Direito das mulheres gestantes: Artigo científico do Professor de Mestrado em Direito da Univel é utilizado para embasar voto de Ministro do STF em julgamento acerca dos direitos das mulheres gestantes

O Ministro Luiz Edson Fachin, durante julgamento realizado pelo Supremo Tribunal Federal, em defesa dos direitos da mulher, em especial, das gestantes, utilizou artigo científico publicado pelo professor do curso de Mestrado em Direito da Univel, Phillip Gil França, para embasar seu voto

 

Em um importante julgamento do Supremo Tribunal Federal em defesa dos direitos da mulher, em especial, das gestantes, o Ministro Luiz Edson Fachin embasou parte do seu voto com embasamento em um dos artigos de autoria do Prof. Doutor do Programa de Pós-Graduação em Direito da Univel, Phillip Gil França. O caso se referia à insurgência de uma mãe que pediu o adiamento de prova prática de um concurso público que prestava, pois tal teste demandava um grande esforço físico e, na data desta etapa do certame público, ela estava grávida.

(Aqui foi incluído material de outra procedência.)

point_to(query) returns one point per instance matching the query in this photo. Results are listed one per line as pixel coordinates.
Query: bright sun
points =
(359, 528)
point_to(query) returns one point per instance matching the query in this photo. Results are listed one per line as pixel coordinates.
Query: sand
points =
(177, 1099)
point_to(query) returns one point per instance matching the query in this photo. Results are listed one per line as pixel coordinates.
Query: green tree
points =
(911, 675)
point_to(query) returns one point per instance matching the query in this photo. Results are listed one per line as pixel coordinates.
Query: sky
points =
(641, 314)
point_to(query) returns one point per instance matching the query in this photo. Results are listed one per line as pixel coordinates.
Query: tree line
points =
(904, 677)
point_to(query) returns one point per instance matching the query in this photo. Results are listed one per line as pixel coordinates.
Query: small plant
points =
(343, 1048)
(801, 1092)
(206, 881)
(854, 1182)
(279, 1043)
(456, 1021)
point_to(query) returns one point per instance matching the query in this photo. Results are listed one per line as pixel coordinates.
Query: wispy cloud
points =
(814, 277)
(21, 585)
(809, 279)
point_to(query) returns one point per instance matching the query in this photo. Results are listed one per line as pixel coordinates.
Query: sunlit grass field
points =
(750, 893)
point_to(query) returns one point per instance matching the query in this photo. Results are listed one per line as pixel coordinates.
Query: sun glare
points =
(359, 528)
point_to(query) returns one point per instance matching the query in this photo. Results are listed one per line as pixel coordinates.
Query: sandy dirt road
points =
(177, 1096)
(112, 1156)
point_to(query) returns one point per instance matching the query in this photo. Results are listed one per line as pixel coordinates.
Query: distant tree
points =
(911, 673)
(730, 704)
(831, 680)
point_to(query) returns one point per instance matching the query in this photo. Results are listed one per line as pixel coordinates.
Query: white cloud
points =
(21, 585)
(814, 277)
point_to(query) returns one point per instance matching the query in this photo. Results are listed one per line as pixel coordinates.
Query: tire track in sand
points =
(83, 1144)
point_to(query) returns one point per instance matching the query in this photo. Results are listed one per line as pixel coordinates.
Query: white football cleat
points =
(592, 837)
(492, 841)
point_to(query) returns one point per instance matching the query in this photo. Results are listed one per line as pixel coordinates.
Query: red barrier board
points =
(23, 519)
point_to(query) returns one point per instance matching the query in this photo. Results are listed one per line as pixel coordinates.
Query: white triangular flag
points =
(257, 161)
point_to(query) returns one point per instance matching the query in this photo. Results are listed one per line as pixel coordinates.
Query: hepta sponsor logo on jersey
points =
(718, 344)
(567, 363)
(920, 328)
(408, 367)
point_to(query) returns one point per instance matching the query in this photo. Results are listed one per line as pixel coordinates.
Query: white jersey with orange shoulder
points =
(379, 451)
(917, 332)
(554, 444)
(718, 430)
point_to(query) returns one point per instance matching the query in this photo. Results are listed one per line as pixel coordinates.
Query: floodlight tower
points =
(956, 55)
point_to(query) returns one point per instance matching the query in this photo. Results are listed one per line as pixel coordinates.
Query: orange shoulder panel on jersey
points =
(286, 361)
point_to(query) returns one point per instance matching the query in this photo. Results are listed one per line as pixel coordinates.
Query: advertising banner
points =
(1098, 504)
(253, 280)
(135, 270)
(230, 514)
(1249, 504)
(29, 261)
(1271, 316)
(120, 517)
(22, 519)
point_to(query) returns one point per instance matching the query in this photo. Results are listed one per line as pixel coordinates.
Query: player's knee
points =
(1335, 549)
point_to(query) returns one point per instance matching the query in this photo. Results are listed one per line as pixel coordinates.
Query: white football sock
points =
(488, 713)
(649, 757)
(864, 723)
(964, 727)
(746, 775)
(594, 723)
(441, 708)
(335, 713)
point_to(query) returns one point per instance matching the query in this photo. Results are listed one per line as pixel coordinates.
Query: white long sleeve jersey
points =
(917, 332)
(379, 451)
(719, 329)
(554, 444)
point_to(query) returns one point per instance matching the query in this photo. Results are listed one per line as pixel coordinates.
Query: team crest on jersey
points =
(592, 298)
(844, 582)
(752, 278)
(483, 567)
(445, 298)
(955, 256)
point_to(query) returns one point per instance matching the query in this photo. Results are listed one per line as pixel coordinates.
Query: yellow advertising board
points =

Em artigo científico específico sobre o tema, o Professor Doutor Phillip Gil França apresentou alguns fundamentos jurídicos que sustentam a importância da defesa e do respeito à dignidade da mulher, em especial, da gestante, para a preservação do princípio da isonomia do próprio concurso público, tal como no referido caso julgado pelo STF. “Isso porque, a questão indicada contra a eventual possibilidade do pedido de adiamento da indicada etapa de teste físico desse concurso público equiparava a gestação da mulher requerente como alguém que portasse algum tipo de doença. Porém, obviamente, a gestação não é doença e as mulheres precisam ser respeitadas todos os dias e a cada dia em todas as perspectivas e dimensões constitucionalmente protegidas”, explica Phillip.

Ainda de acordo com o professor, o voto do Ministro Fachin, fundamentado através de seu artigo seguiu o caminho de proteção da mulher. “O voto foi fundamentado, não como mero favor de homens, e, sim, como legítima proteção dos valores constitucionais que sustentam o Estado Democrático de Direito em que vivemos e que permanentemente buscamos manter uma harmonia entre seres humanos, sejam eles homens ou mulheres”, declara.